= Basil Vernon Brooke =

Royal Navy rear-admiral

Rear-Admiral Sir Basil Vernon Brooke, GCVO (1876–1945) was an Anglo-Irish courtier and Royal Navy officer. He was Treasurer to Queen Elizabeth and a Groom in Waiting from 1937 to 1945.

== Naval career ==
Born on 9 March 1876, Brooke was the son of Arthur Basil Brooke, himself the third son of Sir Arthur Brooke, 2nd Baronet. He entered the Royal Navy as a cadet in 1890 and from 1892 served on HMS Blake. He was promoted to sub-lieutenant in 1895 and lieutenant in 1898. He served in China and North America before being posted to the Royal Yacht HMY Osbourne in 1903, where he remained for six years. During this period, he instructed the young princes (including Prince Albert, the future Duke of York who became king as George VI) on their first lessons in seamanship. In 1909, he was promoted to commander. He subsequently served in China and from 1913 to 1914 was flag-commander to the Commander-in-Chief, Portsmouth.

During the First World War, Brooke served in the Grand Fleet and was promoted to captain in 1916. He commanded HMS Southampton from 1917 to 1919. He commanded HMY Alexandra from 1919 to 1922, when he retired and was appointed a Commander of the Royal Victorian Order.
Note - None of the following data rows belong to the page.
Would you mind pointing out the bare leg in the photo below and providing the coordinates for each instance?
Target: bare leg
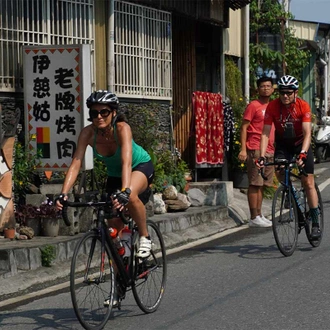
(136, 208)
(255, 200)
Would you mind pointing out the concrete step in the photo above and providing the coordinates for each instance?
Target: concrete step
(20, 261)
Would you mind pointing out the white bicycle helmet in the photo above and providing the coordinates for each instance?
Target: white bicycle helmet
(288, 82)
(104, 97)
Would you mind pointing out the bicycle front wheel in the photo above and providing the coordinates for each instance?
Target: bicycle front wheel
(91, 281)
(149, 274)
(285, 221)
(308, 226)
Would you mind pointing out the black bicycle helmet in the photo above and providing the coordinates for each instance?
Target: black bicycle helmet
(288, 82)
(104, 97)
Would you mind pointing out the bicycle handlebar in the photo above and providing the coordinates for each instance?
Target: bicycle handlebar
(280, 162)
(67, 204)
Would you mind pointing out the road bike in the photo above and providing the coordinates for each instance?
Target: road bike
(99, 272)
(290, 210)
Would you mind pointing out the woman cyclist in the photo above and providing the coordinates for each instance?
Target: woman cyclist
(129, 167)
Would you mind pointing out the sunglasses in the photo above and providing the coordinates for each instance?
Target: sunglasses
(286, 93)
(95, 113)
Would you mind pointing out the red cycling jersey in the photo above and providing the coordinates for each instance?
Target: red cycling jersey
(296, 114)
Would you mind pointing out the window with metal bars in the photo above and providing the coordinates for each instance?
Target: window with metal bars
(39, 22)
(143, 52)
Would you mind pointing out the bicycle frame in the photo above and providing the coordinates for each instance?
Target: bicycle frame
(118, 260)
(287, 182)
(102, 229)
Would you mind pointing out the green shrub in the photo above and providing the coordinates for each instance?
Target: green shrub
(48, 255)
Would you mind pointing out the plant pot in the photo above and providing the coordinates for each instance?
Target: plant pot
(240, 180)
(50, 227)
(35, 224)
(9, 233)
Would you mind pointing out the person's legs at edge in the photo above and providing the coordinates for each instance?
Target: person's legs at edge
(311, 194)
(255, 192)
(137, 211)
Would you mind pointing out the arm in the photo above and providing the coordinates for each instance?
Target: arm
(307, 133)
(242, 155)
(125, 141)
(264, 140)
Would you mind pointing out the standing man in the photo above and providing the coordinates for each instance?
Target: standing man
(251, 129)
(293, 132)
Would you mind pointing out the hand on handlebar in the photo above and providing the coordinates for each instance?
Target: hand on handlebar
(120, 199)
(260, 162)
(302, 159)
(59, 201)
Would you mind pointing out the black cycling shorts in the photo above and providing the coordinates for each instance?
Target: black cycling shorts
(114, 183)
(288, 152)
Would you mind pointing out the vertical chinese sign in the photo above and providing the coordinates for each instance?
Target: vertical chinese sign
(57, 81)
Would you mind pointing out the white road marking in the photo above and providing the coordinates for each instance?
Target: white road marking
(324, 184)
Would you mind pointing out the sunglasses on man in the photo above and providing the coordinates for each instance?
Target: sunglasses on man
(286, 93)
(103, 112)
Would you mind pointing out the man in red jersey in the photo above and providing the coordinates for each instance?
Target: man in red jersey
(292, 117)
(251, 129)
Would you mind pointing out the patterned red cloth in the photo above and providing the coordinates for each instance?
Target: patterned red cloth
(209, 118)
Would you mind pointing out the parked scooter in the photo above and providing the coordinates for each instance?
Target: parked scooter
(322, 140)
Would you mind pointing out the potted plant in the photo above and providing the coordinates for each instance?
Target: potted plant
(28, 215)
(9, 232)
(49, 218)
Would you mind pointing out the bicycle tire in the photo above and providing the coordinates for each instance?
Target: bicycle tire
(91, 282)
(149, 274)
(285, 222)
(308, 226)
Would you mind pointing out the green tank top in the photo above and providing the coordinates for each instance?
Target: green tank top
(113, 163)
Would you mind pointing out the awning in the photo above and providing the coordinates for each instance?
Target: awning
(237, 4)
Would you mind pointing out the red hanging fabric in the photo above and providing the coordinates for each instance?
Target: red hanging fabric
(209, 119)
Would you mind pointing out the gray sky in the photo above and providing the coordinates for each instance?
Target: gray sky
(311, 10)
He was promoted to rear-admiral in retirement in 1927.

== Courtier ==
In 1923, Brooke was appointed Comptroller and Equerry to Prince Albert, by then the Duke of York, and was made a Knight Commander of the Royal Victorian Order in 1933. Shortly after the duke became king (as George VI) in 1936, he appointed Brooke to be Groom in Waiting and Extra Equerry to the King and Treasurer to Queen Elizabeth (all appointments dating from 1937). Brooke was promoted to Knight Grand Cross of the Royal Victorian Order in 1943. During the Second World War, he was commander of the Upper Thames Patrol. He died, still holding his royal offices, on 11 December 1945. The Daily Telegraph called him a "an old friend and devoted servant" to the King and Queen, and described him as a "tall and good-looking Irishman, with the added charm of the Navy ... with wide interests and possessed [of] a delightful personality".